With all of this in mind, Rasmussen said that the potential voters are displaying a bit more support for the government than they did two years ago. In 2013, 93 percent of American adults believed the federal government should not play a role in deciding where people can live and 4 percent said that it should.
Racial factors also play an equal part in this debate, with 59 percent of respondents revealing that the racial or ethnic makeup of the neighborhood was not important when choosing where to live, Rasmussen reported. On the other hand, 27 percent said it was “not at all” important, while 37 percent indicated that the makeup of the neighborhood is at least “somewhat important,” and 11 percent said that the racial or ethnic makeup is “very important.”
On Wednesday, Sarah Burd-Sharp of the Social Science Research Council (SSRC) and Rebecca Rasch of the American Civil Liberties Union (ACLU) released research that identified the growing disparities among blacks and how these issues should be addressed.
The research found that all households lost wealth from 2007 to 2009 at the height of the housing bust and recession. However, in 2009, median white household wealth ceased to decrease, while median black household wealth dropped steadily. Black households lost an additional 13 percent of their wealth between 2009 and 2011.
"Not only were black homeowners devastated by the housing market collapse, they are now being left behind,” said Rachel Goodman, staff attorney with the ACLU's Racial Justice Program. “This study makes clear that the devastating impact of the financial crisis on black families' wealth will continue until policymakers address this pressing issue.”
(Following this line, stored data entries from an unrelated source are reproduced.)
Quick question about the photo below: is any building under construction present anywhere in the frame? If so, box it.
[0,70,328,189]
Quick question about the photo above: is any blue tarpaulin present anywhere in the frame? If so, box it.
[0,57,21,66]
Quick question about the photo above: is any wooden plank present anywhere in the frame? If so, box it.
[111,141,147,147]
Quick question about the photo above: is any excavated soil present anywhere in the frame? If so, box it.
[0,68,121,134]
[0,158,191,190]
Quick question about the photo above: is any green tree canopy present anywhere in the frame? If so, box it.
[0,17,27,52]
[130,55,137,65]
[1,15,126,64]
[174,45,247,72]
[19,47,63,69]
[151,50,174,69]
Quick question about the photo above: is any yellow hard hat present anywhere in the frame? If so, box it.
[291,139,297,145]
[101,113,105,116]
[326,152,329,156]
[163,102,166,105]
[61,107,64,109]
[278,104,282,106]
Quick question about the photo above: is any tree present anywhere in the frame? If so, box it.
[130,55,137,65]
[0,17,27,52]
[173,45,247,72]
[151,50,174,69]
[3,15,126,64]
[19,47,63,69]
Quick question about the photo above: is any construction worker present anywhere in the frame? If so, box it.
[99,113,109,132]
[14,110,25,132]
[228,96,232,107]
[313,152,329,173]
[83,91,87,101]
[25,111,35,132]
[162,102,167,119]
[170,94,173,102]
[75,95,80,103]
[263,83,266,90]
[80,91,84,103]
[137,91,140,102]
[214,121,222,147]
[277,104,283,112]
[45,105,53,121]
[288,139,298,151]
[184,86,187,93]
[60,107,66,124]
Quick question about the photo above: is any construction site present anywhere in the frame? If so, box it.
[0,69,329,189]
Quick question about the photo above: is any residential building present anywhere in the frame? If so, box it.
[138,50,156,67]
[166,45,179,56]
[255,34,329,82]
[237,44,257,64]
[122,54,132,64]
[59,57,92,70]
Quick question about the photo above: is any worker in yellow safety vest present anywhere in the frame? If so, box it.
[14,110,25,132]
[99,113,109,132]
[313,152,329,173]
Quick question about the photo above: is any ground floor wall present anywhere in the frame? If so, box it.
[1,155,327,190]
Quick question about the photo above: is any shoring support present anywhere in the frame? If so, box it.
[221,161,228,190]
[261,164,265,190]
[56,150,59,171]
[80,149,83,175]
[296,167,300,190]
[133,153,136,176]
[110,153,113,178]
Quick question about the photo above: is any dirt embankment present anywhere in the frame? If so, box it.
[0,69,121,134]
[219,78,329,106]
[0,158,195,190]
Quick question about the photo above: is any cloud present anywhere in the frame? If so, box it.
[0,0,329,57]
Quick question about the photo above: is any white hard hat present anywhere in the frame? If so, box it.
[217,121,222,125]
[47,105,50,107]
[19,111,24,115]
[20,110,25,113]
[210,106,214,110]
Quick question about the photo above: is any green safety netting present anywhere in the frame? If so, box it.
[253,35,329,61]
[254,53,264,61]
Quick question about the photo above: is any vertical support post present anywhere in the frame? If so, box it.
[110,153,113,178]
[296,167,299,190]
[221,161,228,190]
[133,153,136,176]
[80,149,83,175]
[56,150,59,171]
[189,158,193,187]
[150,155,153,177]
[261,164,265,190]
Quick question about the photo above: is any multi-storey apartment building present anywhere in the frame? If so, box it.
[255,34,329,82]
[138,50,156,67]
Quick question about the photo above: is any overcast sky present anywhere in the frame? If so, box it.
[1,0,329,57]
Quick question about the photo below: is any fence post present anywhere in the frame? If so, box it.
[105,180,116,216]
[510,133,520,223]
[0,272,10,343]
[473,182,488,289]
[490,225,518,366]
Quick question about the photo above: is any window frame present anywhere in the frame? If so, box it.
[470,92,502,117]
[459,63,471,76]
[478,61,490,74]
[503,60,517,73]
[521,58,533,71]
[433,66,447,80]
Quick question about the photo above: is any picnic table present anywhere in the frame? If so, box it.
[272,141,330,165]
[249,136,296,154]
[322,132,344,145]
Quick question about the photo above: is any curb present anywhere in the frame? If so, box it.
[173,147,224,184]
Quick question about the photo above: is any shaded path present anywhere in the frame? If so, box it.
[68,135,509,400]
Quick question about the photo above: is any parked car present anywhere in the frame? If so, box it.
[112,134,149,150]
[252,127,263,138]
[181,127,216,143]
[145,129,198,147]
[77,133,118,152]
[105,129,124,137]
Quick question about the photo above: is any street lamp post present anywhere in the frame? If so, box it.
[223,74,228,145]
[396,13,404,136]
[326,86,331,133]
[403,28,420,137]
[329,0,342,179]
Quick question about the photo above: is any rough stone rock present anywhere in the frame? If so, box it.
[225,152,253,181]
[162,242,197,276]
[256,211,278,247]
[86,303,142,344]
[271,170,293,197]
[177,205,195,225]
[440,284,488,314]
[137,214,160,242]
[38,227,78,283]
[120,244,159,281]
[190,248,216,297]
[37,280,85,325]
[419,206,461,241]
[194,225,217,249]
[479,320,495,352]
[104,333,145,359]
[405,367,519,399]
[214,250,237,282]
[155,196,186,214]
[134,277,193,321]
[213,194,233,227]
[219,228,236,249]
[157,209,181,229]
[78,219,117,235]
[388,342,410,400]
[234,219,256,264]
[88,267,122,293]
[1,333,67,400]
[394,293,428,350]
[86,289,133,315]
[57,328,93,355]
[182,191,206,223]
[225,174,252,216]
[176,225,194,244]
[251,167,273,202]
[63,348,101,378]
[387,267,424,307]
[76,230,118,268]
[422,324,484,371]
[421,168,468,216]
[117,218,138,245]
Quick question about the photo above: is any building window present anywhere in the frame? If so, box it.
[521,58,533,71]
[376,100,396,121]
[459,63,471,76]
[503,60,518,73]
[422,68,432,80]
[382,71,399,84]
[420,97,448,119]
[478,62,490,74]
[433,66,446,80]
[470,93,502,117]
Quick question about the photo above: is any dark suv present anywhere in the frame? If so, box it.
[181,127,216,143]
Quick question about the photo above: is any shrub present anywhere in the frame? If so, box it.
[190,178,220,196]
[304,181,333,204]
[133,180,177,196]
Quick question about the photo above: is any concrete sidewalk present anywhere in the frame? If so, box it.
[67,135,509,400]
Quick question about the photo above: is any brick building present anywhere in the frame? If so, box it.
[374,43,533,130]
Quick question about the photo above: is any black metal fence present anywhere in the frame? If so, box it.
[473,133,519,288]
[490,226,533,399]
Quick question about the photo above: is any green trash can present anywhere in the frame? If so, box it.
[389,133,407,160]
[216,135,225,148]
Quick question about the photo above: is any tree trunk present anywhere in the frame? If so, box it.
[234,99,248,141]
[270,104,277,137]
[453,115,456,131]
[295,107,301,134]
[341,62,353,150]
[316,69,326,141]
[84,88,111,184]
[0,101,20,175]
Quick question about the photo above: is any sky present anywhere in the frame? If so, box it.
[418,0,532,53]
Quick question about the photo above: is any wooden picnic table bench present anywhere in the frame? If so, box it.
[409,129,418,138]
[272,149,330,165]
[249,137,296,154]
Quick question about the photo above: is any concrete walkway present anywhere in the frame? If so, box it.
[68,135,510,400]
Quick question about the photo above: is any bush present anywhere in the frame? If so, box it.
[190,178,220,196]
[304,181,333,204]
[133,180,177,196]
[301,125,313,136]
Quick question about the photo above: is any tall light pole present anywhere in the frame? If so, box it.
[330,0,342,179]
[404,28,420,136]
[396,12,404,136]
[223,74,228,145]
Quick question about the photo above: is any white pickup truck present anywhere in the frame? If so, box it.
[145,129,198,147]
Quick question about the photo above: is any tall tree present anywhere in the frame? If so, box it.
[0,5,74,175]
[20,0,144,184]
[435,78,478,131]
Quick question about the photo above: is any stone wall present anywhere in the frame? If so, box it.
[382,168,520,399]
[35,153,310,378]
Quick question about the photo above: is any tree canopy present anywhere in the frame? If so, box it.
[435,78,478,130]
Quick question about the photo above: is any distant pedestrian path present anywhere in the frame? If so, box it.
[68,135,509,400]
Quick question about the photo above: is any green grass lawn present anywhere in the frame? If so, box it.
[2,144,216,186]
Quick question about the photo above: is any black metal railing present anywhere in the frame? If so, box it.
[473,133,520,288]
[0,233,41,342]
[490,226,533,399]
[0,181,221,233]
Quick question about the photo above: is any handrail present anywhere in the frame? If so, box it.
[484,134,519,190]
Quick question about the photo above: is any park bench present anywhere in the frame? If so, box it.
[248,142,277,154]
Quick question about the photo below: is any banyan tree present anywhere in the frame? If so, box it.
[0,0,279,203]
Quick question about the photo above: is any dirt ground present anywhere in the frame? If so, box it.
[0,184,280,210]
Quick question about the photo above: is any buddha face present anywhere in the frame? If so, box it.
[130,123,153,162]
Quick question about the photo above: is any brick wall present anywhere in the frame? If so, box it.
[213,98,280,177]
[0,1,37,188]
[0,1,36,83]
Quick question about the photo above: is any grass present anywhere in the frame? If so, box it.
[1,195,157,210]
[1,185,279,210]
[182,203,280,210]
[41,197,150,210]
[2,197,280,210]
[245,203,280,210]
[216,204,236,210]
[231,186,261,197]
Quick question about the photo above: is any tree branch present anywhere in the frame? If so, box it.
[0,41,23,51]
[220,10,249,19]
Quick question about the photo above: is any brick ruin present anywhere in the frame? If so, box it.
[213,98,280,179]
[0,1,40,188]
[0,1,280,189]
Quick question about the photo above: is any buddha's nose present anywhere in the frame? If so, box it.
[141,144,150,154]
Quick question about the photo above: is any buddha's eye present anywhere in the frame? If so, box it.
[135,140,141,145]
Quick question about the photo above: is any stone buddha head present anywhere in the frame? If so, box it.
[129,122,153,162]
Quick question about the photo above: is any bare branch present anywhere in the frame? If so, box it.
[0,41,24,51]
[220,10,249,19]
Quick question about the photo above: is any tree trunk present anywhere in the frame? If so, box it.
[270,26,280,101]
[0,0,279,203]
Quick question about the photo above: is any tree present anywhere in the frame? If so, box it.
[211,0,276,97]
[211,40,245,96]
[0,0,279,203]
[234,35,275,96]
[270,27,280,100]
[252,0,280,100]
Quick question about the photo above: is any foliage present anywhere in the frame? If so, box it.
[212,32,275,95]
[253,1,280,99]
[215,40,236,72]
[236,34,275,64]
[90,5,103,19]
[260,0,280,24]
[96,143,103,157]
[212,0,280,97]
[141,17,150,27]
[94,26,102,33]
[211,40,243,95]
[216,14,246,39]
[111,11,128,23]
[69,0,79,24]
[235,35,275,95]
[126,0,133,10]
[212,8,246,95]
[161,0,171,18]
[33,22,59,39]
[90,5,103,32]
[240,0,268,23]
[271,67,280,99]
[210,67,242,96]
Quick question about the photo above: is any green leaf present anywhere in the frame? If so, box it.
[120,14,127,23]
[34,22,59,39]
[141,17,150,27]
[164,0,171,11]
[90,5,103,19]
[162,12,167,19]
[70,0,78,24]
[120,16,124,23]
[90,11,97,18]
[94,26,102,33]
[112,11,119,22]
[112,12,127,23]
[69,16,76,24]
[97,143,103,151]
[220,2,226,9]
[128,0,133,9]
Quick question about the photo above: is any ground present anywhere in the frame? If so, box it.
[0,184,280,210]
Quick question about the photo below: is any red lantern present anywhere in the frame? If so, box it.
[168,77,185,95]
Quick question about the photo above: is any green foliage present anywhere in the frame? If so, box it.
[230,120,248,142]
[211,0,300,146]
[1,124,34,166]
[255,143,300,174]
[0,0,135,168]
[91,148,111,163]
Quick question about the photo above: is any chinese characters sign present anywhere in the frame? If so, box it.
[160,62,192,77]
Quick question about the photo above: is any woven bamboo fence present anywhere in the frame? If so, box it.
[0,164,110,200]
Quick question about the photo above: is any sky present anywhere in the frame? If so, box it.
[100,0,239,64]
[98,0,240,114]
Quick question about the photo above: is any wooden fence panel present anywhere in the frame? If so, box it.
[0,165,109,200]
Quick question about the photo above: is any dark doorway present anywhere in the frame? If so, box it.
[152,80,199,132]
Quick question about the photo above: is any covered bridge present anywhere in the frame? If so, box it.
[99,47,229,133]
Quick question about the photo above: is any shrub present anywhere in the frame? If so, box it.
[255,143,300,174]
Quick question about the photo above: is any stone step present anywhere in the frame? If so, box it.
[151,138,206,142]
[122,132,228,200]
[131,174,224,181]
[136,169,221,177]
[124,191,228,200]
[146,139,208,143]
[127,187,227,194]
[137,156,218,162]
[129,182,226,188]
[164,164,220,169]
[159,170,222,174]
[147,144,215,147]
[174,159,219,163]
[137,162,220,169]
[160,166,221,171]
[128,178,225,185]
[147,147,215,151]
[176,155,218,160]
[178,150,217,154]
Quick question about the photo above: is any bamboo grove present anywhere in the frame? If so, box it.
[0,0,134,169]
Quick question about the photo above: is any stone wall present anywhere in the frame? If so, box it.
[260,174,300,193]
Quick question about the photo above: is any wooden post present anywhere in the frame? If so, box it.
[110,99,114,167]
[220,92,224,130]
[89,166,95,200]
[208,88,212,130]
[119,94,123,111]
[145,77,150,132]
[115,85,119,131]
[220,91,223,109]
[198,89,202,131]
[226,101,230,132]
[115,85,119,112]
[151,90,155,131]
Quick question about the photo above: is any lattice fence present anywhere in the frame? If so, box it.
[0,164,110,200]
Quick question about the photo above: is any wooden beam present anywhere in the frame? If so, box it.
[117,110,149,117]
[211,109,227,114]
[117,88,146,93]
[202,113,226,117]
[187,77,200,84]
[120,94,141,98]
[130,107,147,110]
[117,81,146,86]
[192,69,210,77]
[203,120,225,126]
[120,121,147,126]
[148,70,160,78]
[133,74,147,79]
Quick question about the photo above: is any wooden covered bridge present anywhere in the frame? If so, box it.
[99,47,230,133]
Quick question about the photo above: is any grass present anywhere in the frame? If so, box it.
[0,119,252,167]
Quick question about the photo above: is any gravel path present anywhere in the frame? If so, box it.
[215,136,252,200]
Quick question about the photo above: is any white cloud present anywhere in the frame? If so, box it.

On Tuesday, the Five Star Institute announced the launch of the American Mortgage Diversity Council (AMDC), a member organization comprised of industry leaders and advocates focused on shaping the diversity agenda for the mortgage industry.
The AMDC's goal is to drive results that support the application and promotion of the mortgage industry's best diversity practices, and advancing solutions that support initiatives outlined by Section 342 of the Dodd-Frank Act–which focuses on minority and inclusion rules that call for greater supply chain diversity and greater diversity in hiring and promoting in the workforce.
“This is an industry-wide commitment that will have important and sustainable benefits for our members and mortgage professionals at large,” said Ed Delgado, president and CEO of the Five Star Institute. “Mike’s expertise and industry perspectives are invaluable and necessary as the incoming chairman, we are honored that he has accepted this position.”